Among those who attended our opening were Larry Dill and Mark Winston, behavioural ecologists from SFU I’ve known and worked with forever.  Independently, each of them told me about something that had happened in his life, something powerful, transformative and important.  Each story had different details and different local colour than the other, and was told from a different perspective.  

In a way, though, they were the same story.  Here is more or less what happened.  

Larry, who has been a tough-minded experimental scientist for decades, is also a ridiculously funny comic, a singer, and a formidable presence in any kind of discussion.  Larry almost cried when he told me how wonderful it had been to sing Waltzing Matilda, solo, in Symbiotic, a dance performance based on his research on coral reef ecology.   I was so into it when he told me that I almost cried, myself.   I'm almost crying now, two years later, telling you about it.  After playing in Vancouver a few times, Symbiotic travelled to Toronto and Larry went with them.   He was ecstatic to have participated, and I hadn't known about any of it.

When Mark arrived, things started to happen quick.

I saw him coming, walking diagonally across the intersection toward the gallery, and I went outside to greet him.  We hadn’t even gotten to the door yet when Mark stopped, put his hand on my arm, pointed to a sculpture, and asked me if I realized what I had done.  What Mark told Lucretia and me about my sculpture Eternal Flame, set off a whole cascade of events that led to Mark’s commenting about that sculpture in an article he wrote in the Jewish Independent newspaper in Vancouver.  

That was just the first thing that happened after Mark arrived at our opening. He met Lori, the love of his life there, too, and Lucretia and I claim 100% credit for that miraculous event.  Before I was aware of any of that, though (I did notice that they liked each other), Mark told me about his own participation in Symbiosis.  It was as if Mark and Larry were ganging up on me, and it turned out later that they were.  

Without going into detail about what Mark told me, I'll just said that whereas Larry sang, Mark danced. Otherwise, it was the same story - - maybe two versions of the same story.  Those scientists could only have been described as ecstatic in telling me their stories.

The image of a middle-aged entomologist dancing on a stage is delightful, even if all you do is imagine it.  But you can see a clip of Mark Winston doing it here.  

If you've ever heard Larry snore, as anyone who has slept within a mile of him can attest, his bringing an audience to tears with Waltzing Matilda, bringing himself with it, is easy to imagine.  At this moment, I am unaware of any audio or video record of his performance, but I'm working on it.

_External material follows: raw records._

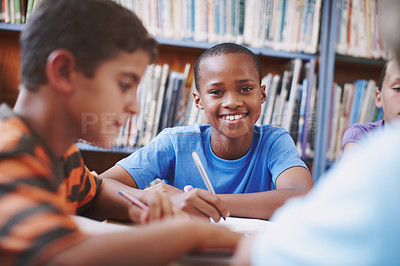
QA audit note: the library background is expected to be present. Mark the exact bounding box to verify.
[0,0,388,181]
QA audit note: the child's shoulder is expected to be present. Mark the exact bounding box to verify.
[159,124,210,138]
[0,104,31,153]
[254,125,287,135]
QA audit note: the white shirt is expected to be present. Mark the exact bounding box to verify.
[251,121,400,265]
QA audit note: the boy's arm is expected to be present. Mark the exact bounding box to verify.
[90,178,179,223]
[45,218,241,265]
[218,167,313,219]
[99,164,138,188]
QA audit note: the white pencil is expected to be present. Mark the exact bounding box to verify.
[192,151,225,220]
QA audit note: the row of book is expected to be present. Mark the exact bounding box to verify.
[116,59,317,159]
[0,0,40,23]
[116,64,191,149]
[336,0,388,59]
[114,0,321,53]
[257,59,317,159]
[327,80,383,161]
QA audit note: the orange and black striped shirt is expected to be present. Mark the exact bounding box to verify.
[0,104,103,265]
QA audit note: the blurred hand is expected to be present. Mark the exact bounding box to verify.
[144,182,183,197]
[128,191,186,223]
[171,188,229,222]
[233,236,254,266]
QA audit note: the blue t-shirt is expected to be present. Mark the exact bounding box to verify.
[117,124,307,194]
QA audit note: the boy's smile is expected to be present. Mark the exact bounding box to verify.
[376,60,400,122]
[195,53,265,158]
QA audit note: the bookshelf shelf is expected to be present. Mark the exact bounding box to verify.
[335,54,386,67]
[76,142,138,154]
[155,37,318,60]
[0,23,25,31]
[0,0,385,181]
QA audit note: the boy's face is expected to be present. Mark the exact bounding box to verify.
[375,61,400,122]
[70,50,150,147]
[194,53,266,141]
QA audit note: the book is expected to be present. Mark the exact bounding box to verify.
[289,84,303,144]
[282,58,302,131]
[152,64,169,138]
[273,70,292,127]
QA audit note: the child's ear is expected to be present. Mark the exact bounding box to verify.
[261,85,267,104]
[46,50,76,94]
[193,91,204,110]
[375,90,382,108]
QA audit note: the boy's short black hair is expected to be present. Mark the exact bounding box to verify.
[194,42,262,91]
[20,0,157,90]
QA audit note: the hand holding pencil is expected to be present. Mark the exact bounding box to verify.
[171,154,229,222]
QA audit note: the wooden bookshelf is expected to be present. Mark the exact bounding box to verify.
[0,0,384,180]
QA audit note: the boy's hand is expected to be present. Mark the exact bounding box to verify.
[144,182,183,197]
[171,188,229,222]
[129,191,184,223]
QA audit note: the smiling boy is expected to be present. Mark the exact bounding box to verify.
[101,43,312,221]
[0,0,240,265]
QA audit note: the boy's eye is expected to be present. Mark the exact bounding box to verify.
[240,87,253,92]
[119,82,131,91]
[209,90,222,95]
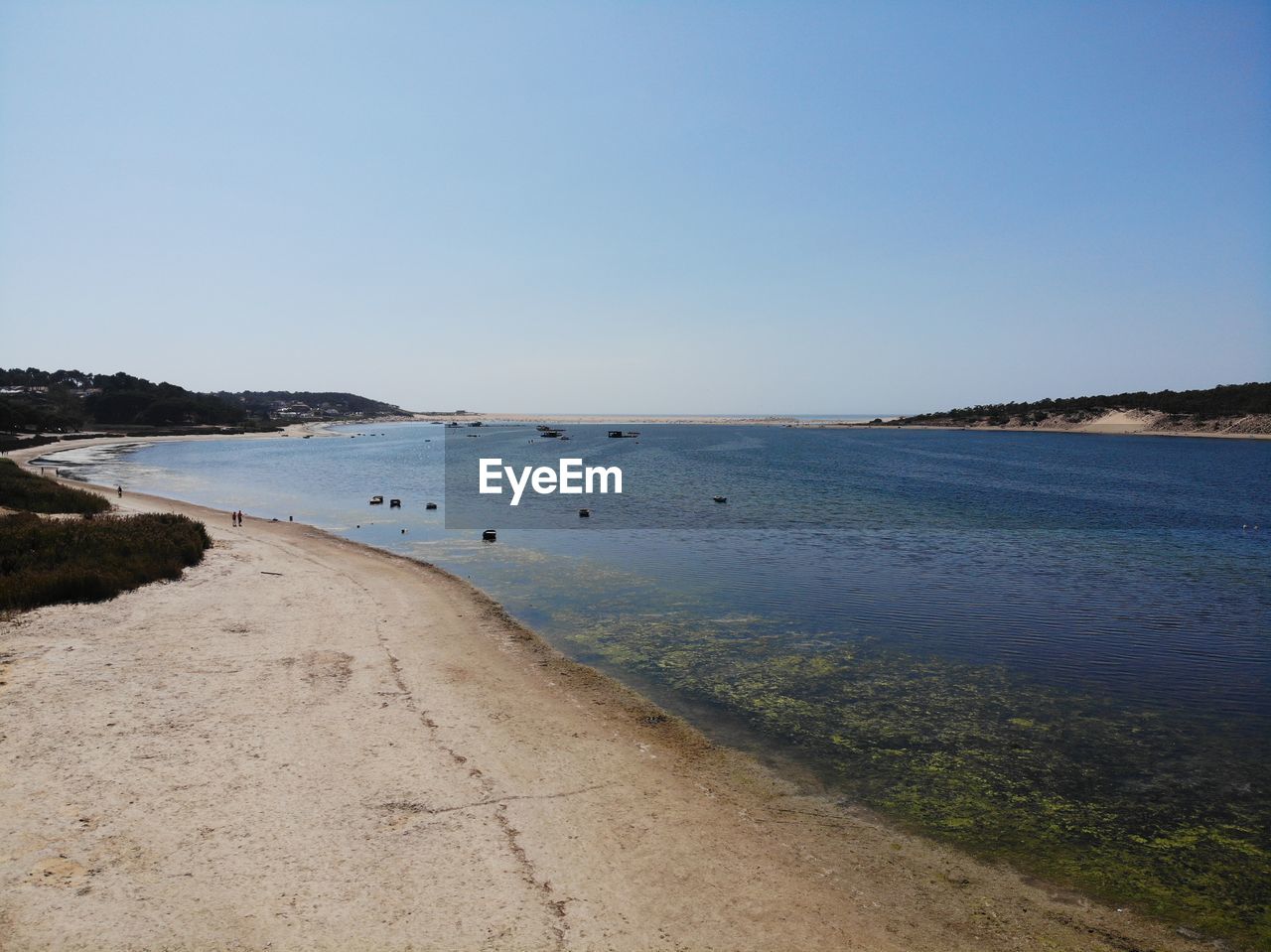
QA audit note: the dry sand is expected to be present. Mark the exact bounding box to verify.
[0,457,1201,952]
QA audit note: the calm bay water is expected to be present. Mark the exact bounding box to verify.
[40,425,1271,943]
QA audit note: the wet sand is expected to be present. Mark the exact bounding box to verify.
[0,453,1202,952]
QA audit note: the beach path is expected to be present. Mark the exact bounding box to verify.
[0,485,1199,952]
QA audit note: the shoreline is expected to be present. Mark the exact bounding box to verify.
[0,435,1198,952]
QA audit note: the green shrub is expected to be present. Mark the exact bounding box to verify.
[0,459,110,512]
[0,513,212,612]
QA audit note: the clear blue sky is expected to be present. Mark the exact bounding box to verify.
[0,0,1271,413]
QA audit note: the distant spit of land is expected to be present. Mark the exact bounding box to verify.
[872,384,1271,437]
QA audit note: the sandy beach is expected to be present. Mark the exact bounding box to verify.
[0,442,1202,952]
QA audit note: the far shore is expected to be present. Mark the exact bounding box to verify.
[409,411,1271,440]
[0,430,1203,952]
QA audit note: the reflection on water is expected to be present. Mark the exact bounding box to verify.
[40,425,1271,943]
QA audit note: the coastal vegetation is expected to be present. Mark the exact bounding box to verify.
[0,459,110,513]
[0,459,211,612]
[895,382,1271,426]
[0,367,403,439]
[0,513,211,612]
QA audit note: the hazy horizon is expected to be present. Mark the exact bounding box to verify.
[0,0,1271,416]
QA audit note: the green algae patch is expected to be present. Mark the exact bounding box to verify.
[568,620,1271,947]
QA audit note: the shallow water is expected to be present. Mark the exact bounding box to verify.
[37,425,1271,942]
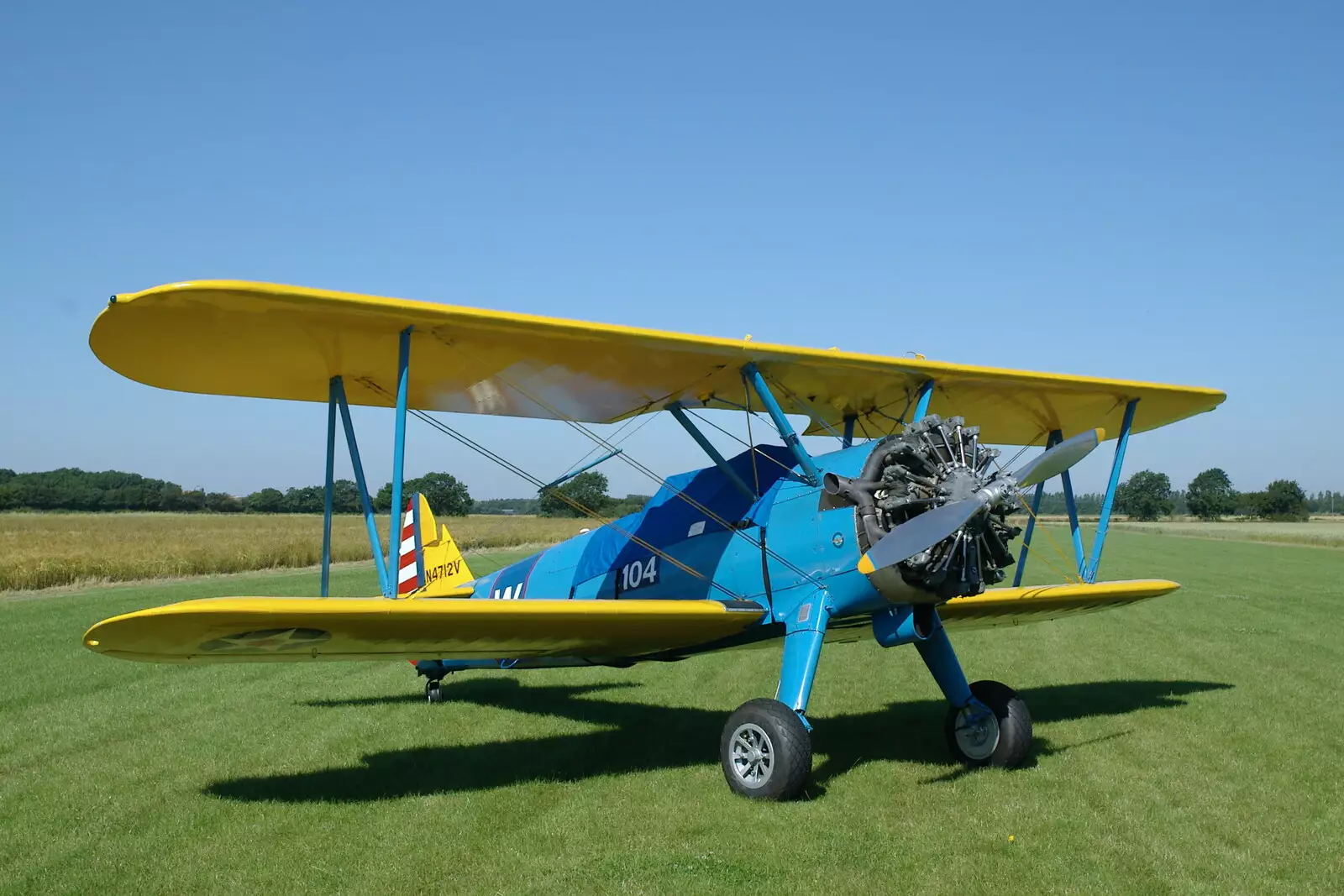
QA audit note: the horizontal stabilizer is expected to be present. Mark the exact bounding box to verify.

They told how exciting it had been for a pair of scientists to collaborate with a choreographer to create a professional dance production about science and nature and perform in it.  Only a fool could miss that message!  I got it, and I haven't yet recovered from the impact.  I hope I never do. 

What gave Larry's and Mark's stories their power to change my life was partly that they were good stories, but more that it was Larry and Mark telling them. That made a big difference, because I trusted their experience.  It also made a difference that they told them to me straight, from the heart, and without holding back anything - - especially their enthusiasm.